How does that reduce the money supply? If they sell a bond to an investor for, say, $100, the investor then owns an asset worth $100, that value hasn’t simply been wiped out. I realize the $100 in cash has been removed from the market but the $100 value hasn’t been, and surely that’s what important when it comes to inflation.
But, unless I’ve misunderstood, this doesn’t reduce the current money supply, it slows down the rate at which money will be supplied in the future. If the government prints off trillions of dollars to pay off its deficit, the dollar will collapse accordingly, and it’s going to be no use saying, ‘well, we’ve raised interest rates so in future the the banks won’t borrow or lend as much!’, because those trillions of extra dollars are already in circulation.
“Debt” is not inherently bad as long as it is manageable. Many people have done very well by going into debt, such as taking out a mortgage, watching it appreciate, paying off the debt and cashing in. The current mortgage crisis is the result of an exploitation of that principle and the inevitable burst of the bubble.
A distinction has to be made between personal debt and corporate debt. Actuaries can give a statistically accurate picture of a personal life span. You grow up, you have your educational years, you have your prime earning years, you plan for retirement (your subprime earning years) and your death. Within a range it is quite predicable on a statistical basis.
A corporation isn’t the same. There doesn’t have to be a life span. Debt can be accrued and satisfied over many “lifetimes”. A corporation can take on debt, expand their business, turn a profit and continue to do that as long as they can stay ahead of their revenue stream. A corporation has a “veil” that protects individuals. It’s a different animal. While, that veil may lead to abuses, it is a big factor in expanding growth in the economy. In theory and in practice it is probably a good thing. The argument is at what point the corporate veil can be pierced to prosecute and punish individuals that have abused the protections of corporate law.
The government is like a huge corporation. Debt isn’t inherently bad as long as it is manageable and is promoting expansion. Citys and States would be in terrible shape without the ability to sell bonds. Growth and services would absolutely be stifled.
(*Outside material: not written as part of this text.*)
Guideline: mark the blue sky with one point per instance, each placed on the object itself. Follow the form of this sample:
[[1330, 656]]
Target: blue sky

As to the OP. Probably what will happen is controlled inflation. In my view the only thing that is saving us now is that the deflationary pressure are containing the inflationary pressures. That gives me hope that there may be a way to work ourselves out of this mess. It is a mess and could have been avoided or at least mitigated.
You can raise the level of the mandatory reserves of banks (the percentage of the money banks loan that they actually have to keep, I don’t know the proper term in English). It will reduce the money supply in quick order, and it doesn’t have to be done overnight.
Anyway, it would be pretty ludicrous and pointless to first create money and then remove an equivalent amount from circulation. If as an end result the total money supply is the same, you didn’t get out of debt at no cost. The foreign investors now have dollars (that you gave them to reimburse your debts) which have exactly the same value as before, and American citizens have an equally lower amount of dollars (that you take away from them when reducing the supply). So, whatever the method you use to reduce the supply of money after printing your dollars, you’re taking the money from Americans and giving it to foreigners.
Finally, don’t forget that a large part of bonds are owned by American citizens, companies, retirement funds, etc… So, even if you managed to find a creative way to cheat your way out of debt, the first victims would be Americans. People who had invested their savings in treasury bonds because they’re safe wouldn’t be that happy with your policy.
So, no, there’s no easy way out of debt, apart from default and inflation.
You think that if the US paid off its entire budget deficit overnight by flooding $10 trillion into the market there would only be ‘controlled’ inflation? Jesus.
That’s a great point about tax, I hadn’t thought of that. A way of literally clawing back money from your citizens and removing it from the supply. But I’m not sure whether what you said about increasing the capital requirements for lending companies is the same thing - again, requiring banks to keep a higher ratio of capital to assets will slow the volume of borrowing and lending in the future, but, as far as I understand it, it won’t have any direct effect on inflation in terms of money supply because it doesn’t remove any monetary value from the economy, the money just gets put into a bank’s capital reserve rather than into customers’ accounts.
What the hell are you talking about? I never said or suggested any such thing. I never even hinted at a scenario of the government flooding $10 trillion into the market. Stick with the topic. “Jesus” is right.
I guess The Great Philosopher assumed you were sticking to the topic.
You said in post #22:
And a reasonable person could assume that your phrase “as to the OP” refers specifically to this section of the OP:
… which is where The Great Philosopher substitutes “gigantic sum of money” with “$10 trillion dollars” and says:
So for you to say that you “never suggested such a thing”, while technically true because you never typed the words “print $10 trillion dollars”, it does not jive with the continuinity of the thread.
Your “what the hell” defensiveness looks like backpedaling to me. Maybe I missed something and I don’t understand what either of you are saying.